Pop culture is full of creepy dolls like Chucky and Annabelle. But so is real life. For every sweet cuddly plaything that fills toy shelves there’s a dead-eyed ceramic monstrosity in an old home. Watching. Waiting. Plotting. The last thing anyone needs is to unexpectedly finding one of those fictional horrors out in the world. Unfortunately that’s exactly what happened to visitors at a South Korean museum. They arrived to find Squid Game‘s giant killer doll standing entry at the doors.
The good news is it did not demand anyone to play “Red Light/Green Light.” The bad news is it might be angry about someone breaking its arm.
The wildly popular new Netflix series has been scaring audiences across the globe. But it recently found a way to accidentally scare some people in real life. The enormous motion sensor doll that “eliminated” players in the show’s first episode ended up outside the Macha Land horse carriage museum in Jincheon County.
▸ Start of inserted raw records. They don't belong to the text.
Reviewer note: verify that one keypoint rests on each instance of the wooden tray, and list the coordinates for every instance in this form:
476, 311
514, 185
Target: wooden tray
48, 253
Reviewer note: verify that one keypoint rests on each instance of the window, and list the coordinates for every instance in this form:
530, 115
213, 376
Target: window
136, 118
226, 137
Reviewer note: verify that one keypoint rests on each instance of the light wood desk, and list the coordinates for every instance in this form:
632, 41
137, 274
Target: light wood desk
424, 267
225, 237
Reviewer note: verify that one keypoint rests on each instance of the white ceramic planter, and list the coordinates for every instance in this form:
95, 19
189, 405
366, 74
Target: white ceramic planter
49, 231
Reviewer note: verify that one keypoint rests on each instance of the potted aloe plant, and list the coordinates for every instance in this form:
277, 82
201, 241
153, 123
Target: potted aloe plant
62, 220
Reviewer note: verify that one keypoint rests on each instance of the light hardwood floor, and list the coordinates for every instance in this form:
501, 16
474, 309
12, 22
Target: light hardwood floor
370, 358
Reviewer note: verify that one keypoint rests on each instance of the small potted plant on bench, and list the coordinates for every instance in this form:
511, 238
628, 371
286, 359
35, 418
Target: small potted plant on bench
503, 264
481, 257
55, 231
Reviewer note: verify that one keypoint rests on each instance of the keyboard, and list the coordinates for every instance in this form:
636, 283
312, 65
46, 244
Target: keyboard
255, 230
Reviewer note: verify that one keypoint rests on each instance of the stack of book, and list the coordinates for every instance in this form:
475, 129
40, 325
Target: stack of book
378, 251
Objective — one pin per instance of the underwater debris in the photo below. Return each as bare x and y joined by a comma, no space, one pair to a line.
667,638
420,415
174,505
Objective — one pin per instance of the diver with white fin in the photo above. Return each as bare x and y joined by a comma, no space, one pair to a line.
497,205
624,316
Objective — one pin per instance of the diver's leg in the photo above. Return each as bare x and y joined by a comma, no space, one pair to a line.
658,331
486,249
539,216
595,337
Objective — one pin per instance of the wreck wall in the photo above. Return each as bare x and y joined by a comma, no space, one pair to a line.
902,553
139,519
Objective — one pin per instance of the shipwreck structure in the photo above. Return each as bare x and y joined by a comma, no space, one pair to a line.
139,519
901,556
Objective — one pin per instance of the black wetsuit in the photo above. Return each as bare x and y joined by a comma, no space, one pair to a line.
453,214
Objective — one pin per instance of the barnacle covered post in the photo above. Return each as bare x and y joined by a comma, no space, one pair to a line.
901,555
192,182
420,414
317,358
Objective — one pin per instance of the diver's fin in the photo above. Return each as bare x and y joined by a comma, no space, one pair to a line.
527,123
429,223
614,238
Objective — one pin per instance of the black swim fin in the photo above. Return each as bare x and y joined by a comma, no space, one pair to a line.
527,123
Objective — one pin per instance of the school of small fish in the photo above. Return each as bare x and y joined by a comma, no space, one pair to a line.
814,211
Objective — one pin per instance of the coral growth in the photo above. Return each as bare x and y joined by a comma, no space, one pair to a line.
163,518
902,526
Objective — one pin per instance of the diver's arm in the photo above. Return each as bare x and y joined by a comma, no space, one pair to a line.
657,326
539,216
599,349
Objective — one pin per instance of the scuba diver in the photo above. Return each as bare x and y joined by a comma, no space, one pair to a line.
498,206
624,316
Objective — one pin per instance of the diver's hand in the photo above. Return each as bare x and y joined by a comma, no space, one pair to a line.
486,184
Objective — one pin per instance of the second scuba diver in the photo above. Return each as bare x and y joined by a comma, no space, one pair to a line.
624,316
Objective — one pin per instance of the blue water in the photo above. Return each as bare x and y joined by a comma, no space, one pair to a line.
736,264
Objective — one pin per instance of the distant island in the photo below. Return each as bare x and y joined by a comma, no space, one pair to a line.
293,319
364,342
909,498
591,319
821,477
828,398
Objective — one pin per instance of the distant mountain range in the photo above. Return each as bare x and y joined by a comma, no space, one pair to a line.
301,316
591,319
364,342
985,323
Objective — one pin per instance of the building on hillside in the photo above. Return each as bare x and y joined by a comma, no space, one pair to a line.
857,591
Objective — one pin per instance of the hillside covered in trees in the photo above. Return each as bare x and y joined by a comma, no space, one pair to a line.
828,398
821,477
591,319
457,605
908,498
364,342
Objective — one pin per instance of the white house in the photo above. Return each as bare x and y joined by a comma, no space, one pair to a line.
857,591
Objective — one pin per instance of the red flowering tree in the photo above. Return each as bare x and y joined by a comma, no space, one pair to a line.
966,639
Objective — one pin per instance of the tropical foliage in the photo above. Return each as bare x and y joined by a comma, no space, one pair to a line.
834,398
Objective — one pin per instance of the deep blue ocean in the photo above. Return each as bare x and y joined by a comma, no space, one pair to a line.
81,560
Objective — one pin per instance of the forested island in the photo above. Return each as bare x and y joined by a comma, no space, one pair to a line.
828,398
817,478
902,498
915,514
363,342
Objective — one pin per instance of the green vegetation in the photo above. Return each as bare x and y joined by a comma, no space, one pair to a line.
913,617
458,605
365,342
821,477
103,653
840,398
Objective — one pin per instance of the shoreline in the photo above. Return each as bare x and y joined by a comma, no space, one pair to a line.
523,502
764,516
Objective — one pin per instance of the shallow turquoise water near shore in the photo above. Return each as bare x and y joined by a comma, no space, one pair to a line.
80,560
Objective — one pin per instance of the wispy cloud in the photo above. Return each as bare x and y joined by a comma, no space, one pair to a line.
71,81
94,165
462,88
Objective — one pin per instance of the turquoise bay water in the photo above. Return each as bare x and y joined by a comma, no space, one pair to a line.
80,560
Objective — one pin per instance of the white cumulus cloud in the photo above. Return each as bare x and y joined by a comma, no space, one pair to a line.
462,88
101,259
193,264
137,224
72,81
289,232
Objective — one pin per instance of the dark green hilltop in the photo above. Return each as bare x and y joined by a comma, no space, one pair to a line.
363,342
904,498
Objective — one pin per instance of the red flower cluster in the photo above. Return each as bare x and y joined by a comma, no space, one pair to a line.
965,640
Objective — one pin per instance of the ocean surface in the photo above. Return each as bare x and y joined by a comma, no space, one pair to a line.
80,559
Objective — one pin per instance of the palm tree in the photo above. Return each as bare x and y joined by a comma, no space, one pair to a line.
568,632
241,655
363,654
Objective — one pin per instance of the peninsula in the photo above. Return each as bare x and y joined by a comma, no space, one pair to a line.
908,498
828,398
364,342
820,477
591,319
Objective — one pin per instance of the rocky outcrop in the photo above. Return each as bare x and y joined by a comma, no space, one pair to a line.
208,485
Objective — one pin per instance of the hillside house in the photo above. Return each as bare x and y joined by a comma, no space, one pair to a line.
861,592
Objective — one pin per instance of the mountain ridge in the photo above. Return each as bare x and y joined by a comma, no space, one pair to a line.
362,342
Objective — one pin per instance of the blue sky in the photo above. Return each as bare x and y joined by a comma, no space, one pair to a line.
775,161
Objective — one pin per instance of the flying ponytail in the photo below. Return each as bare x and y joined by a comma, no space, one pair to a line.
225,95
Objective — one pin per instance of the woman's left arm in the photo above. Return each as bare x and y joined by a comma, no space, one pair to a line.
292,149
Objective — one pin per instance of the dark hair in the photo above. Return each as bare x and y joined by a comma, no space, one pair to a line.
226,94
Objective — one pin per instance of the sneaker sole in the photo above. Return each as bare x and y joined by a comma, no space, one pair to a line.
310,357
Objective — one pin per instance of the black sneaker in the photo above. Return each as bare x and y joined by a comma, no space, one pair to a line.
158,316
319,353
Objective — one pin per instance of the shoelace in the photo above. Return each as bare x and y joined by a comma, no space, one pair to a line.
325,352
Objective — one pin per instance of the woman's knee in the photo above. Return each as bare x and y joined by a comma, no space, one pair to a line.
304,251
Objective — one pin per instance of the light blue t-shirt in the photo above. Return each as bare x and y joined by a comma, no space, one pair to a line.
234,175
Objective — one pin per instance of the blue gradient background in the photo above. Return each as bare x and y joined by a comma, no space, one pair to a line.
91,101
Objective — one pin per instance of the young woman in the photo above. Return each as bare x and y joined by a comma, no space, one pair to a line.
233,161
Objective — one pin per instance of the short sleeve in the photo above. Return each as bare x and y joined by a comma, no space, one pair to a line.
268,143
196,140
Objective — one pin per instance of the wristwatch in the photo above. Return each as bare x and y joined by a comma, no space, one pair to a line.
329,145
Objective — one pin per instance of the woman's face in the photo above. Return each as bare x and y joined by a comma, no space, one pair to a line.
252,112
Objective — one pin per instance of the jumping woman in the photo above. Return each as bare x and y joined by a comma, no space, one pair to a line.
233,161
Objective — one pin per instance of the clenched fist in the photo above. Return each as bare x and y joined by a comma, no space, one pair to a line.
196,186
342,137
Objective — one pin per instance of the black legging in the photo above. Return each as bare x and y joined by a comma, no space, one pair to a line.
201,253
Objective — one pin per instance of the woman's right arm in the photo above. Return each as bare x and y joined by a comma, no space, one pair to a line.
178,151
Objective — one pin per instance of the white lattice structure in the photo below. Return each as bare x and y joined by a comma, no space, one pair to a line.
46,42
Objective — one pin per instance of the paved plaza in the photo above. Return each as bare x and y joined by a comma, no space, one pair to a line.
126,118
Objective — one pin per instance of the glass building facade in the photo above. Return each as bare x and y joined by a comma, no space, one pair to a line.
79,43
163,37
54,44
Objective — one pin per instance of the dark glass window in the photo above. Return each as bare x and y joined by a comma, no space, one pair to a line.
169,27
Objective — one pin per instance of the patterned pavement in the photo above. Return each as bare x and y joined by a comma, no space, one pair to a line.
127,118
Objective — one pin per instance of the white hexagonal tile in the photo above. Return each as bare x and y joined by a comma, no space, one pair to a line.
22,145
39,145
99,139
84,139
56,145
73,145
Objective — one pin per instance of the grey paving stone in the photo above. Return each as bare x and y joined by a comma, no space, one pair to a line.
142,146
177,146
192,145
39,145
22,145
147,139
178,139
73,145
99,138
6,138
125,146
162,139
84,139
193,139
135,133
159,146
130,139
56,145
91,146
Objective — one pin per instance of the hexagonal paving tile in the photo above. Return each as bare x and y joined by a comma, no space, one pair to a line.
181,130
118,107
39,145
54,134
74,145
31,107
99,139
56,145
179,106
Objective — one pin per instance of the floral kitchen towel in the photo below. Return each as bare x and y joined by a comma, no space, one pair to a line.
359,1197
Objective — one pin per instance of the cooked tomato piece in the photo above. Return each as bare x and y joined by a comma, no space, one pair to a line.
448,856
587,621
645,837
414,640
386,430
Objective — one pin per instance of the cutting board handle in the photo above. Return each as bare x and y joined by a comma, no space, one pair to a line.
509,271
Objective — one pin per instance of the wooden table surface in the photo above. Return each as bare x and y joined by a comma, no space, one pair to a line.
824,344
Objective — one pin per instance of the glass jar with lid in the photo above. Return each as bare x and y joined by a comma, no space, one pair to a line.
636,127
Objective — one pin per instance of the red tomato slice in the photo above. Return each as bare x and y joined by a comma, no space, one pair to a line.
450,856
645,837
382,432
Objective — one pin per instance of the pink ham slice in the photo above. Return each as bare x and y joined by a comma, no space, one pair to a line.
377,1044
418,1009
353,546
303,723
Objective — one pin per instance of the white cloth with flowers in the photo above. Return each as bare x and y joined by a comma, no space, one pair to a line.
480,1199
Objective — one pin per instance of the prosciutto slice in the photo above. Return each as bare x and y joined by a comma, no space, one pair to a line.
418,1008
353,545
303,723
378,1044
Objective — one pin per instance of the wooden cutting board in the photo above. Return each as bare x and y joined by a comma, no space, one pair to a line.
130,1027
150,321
The oversized doll’s unlikely journey there (which we first heard about at DesignTAXI) is pretty funny. So long as you didn’t find it staring at you that is.
According to the South Korea’s Hankook Ilbo newspaper, the show asked the museum to store the doll, specifically built for the series. The museum agreed. But there was a misunderstanding over the request. The show’s producers wanted the doll put in storage. Instead the museum put it outside. Where anyone who had seen the show (which now seems to be most people on the planet) could find themselves frozen in real terror.
Unlike the replica doll Netflix intentionally put inside a mall in the Philippines, no one actually wanted this on display. And it has since moved inside and out of sight. Which is really good for all of us everywhere.
The doll lost a hand while being transported. We know what it does to people who lose a game. Imagine what she’d do to those responsible for maiming her. Finding a fictional killer doll in the real world is bad enough. You definitely don’t want to find one seeking vengeance.